Retooling around Big Three begins


With LeBron James, Dwyane Wade and Chris Bosh still not re-signed, Heat president Pat Riley finally made his first splash of free agency.

Apparently, the first step to luring the Big Three back to Miami is remaking the 2010-11 Indiana Pacers. That sound you hear is the agents for James Posey and T.J. Ford frantically dialing Riley's cellphone.

In all seriousness, the Heat's two moves Monday gave us some insight into their plans for retooling around James, Wade and Bosh. With little spending power, the Heat were never going to strike a blockbuster deal. But from their agreements to sign Josh McRoberts and Danny Granger with their cap exceptions, we can learn a few things about the Heat's thinking as we head into Riley's planned meeting with James on Tuesday.

Here are three takeaways:

1. The Heat wave good-bye to cap space

By using the non-taxpayer's midlevel exception and biannual exception, the Heat have effectively announced that they will not be operating as a team with cap space this free-agency period. Those two tools are made available only to teams that are above the projected cap of $63.2 million. How can the Heat be over the cap if they haven't signed any players yet?

Good question. Though the Heat have not reached a deal with anyone in free agency up until this point, cap holds from James, Wade, Bosh and Udonis Haslem alone take them up to an effective cap number of about $68 million. Over the cap.

All that talk about the Heat's cap space? They have chosen the other door.

The Heat could have carved out some cap space by getting rid of the cap holds, but that would require renouncing the Bird rights to James, Wade, Bosh and Haslem (among others). Going that route would have been risky without commitments, and it's unclear how much cap space the Heat could clear without pay-cut assurances from James, Wade and Bosh. Bird rights are important for title chasers like the Heat. They allow teams to re-sign their own players over the cap. The Heat will retain those, which may come in handy pretty soon.
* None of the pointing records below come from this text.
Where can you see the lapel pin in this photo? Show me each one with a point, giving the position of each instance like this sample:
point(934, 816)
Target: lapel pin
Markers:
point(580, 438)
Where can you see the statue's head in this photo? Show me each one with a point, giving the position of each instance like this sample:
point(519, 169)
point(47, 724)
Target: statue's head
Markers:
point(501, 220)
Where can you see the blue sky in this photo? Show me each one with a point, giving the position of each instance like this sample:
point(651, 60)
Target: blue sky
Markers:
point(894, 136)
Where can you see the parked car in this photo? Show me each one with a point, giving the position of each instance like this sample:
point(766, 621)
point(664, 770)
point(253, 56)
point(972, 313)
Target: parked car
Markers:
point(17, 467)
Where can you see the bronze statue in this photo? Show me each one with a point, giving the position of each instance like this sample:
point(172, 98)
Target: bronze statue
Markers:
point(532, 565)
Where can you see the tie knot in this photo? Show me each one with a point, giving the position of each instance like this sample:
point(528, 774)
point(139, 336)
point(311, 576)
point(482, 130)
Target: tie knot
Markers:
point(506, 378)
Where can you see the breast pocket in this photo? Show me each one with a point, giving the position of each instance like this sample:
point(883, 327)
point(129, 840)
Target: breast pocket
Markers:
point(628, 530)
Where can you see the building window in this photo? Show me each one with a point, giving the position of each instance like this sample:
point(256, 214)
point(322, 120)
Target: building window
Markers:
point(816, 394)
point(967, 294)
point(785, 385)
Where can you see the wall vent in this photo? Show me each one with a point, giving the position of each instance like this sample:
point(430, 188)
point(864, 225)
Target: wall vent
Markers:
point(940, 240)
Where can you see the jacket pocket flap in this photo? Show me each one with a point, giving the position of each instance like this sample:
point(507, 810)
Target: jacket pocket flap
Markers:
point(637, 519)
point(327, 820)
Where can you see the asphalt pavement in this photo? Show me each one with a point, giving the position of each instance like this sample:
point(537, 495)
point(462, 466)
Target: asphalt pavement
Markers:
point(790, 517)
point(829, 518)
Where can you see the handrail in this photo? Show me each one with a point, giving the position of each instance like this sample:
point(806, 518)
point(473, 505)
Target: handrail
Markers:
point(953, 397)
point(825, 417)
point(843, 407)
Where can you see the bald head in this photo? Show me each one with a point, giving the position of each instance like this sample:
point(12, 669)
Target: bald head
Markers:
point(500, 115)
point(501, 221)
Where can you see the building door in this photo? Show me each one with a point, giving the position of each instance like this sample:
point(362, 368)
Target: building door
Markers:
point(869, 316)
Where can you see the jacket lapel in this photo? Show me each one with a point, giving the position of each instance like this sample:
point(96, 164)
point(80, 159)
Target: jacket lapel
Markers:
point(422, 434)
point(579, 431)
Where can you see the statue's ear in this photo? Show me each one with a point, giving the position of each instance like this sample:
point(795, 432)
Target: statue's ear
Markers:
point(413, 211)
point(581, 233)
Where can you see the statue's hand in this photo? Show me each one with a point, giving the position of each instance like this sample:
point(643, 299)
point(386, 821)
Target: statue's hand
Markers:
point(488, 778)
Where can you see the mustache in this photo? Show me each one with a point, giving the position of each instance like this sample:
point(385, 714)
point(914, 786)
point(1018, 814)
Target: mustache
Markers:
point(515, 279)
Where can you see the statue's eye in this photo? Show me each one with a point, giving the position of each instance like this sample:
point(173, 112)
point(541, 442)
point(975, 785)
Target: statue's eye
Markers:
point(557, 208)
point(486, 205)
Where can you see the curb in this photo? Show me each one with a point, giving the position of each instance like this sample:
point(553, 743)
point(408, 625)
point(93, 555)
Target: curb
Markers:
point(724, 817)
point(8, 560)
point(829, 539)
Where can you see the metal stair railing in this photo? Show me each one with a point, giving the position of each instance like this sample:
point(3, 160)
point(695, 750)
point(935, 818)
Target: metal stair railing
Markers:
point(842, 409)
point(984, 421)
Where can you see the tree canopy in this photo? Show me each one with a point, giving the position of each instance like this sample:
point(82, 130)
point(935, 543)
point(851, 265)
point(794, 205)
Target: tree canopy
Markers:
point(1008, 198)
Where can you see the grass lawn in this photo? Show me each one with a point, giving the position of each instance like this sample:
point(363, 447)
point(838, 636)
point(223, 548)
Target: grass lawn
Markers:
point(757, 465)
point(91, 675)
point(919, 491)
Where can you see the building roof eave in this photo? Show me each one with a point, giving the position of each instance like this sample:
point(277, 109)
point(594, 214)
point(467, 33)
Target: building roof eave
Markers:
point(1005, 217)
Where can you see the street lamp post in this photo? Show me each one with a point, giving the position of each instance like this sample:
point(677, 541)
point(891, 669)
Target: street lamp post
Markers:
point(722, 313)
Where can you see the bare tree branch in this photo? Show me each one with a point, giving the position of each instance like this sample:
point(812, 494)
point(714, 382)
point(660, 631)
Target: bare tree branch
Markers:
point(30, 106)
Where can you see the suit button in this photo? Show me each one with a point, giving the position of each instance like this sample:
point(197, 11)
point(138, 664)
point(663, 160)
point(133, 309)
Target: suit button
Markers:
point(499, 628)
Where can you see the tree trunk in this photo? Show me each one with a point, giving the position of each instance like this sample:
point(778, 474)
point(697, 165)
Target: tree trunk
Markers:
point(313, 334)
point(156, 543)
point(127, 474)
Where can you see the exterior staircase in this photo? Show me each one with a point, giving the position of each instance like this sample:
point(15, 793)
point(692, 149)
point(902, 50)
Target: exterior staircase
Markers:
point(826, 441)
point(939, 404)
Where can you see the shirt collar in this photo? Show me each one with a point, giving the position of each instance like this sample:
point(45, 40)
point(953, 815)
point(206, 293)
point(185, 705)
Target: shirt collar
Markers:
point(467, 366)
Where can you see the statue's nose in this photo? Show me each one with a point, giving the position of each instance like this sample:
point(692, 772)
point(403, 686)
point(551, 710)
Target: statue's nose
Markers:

By going over the cap, the Heat will also cut ties with their room midlevel exception. That would have been a tool to have a starting salary of $2.7 million to throw at a free agent, but that disappears once a team operates above the cap. That's not a huge deal. The Heat still played another card -- their biannual exception -- which goes for $2.1 million in the first year and can be used to sign a player (or be split among multiple players) for up to two years. The biannual exception isn't a game-changer, but some solid veteran players have been signed using it. C.J. Watson, Jermaine O'Neal and Nate Robinson were all recipients last season.